For wordsmiths, year’s end is a propitious time.
That’s when various purveyors of definitions and synonyms shine a light on our stock-in-trade with their choices for “word of the year.”
It’s a delight because it gets people thinking about our linguistic building blocks. Take Oxford Dictionaries’ befuddling 2017 offering: youthquake.
No one uses the word. It’s hardly ever in print, at least in the United States (though Oxford is a Brit outfit). Describing “a significant cultural, political, or social change arising from the actions or influence of young people,” it was coined by then-Vogue editor Diana Vreeland in 1965, when young people indeed were running amok and instigating all sorts of change.
But in 2017? I’ll give you womenquake, but not youthquake.
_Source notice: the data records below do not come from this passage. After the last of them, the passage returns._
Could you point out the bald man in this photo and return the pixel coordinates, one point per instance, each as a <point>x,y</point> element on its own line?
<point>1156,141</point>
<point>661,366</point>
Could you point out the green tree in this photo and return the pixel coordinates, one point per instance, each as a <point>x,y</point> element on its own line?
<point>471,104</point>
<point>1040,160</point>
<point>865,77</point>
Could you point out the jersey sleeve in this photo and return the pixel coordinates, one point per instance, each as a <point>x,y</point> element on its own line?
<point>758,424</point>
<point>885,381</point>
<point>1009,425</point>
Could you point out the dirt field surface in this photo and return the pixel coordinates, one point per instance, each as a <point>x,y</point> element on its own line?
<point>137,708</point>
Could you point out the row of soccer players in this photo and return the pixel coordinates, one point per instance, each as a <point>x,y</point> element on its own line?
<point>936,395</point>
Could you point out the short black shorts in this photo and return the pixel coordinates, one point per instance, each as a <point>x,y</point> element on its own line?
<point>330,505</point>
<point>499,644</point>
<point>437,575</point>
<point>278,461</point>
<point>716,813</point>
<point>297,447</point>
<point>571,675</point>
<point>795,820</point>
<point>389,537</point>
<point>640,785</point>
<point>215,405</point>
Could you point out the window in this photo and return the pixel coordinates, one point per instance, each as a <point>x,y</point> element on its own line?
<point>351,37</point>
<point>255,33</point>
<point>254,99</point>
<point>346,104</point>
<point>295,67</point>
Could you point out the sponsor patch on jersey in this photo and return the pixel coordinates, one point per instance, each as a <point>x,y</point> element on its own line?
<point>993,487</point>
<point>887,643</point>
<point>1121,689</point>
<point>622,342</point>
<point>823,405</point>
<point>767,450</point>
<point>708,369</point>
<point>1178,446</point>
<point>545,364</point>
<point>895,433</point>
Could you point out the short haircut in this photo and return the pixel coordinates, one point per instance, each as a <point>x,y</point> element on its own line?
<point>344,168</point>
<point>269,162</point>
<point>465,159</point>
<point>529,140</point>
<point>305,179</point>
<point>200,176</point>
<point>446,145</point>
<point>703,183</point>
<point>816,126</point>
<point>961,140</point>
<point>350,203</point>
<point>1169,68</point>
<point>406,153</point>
Merriam-Webster went with feminism, another 1960s buzzword. M-W said it was the “top lookup” of 2017, which could imply we’re slow learners. But there’s no disputing the relevance of the inspirations for all those lookups — like the women’s march in January and the #MeToo reckoning.
Even more laser-appropriate for these times was Dictionary.com’s selection: complicit.
It was a worthy choice if only for leading to questions about the bounds of complicity. By the definition — “choosing to be involved in an illegal or questionable act, especially with others” — you’re responsible for actions both direct and indirect.
Interest in the word spiked after the brilliant “Saturday Night Live” parody in which Scarlett Johansson played Ivanka Trump pushing a perfume named Complicit, reflecting both the zeitgeist surrounding the first family and the cultural power of “SNL.” The next spike came when, asked about her and hubby Jared Kushner being complicit in her father’s actions, Ivanka herself responded disingenuously, “I don’t know what it means to be complicit.”
Which guaranteed that millions of others were going to figure out what it means.
Even more ominously apropos was the Yale Law School librarian’s annual top quote winner: “alternative facts.”
The word-of-the-year focus had special significance in 2017, when some words reportedly were censored by an administration headed by a president who has said, “I have the best words.” His supply apparently did not include “diversity,” “vulnerable” or “science-based,” which were on a list of words Centers for Disease Control officials were told to avoid in preparing budget requests that will go to Congress. Or “climate change,” which has been pretty much scrubbed from federal websites. The Justice Department issued a “language guidance” document with words and phrases to avoid, like “underserved youth.”
The best response to the censorious kerfuffle: covfefe!
What will 2018 bring? Who knows? But I hope empathy, engage, compromise, persist and enlightened make the cut.
Michael Dobie is a member of Newsday’s editorial board.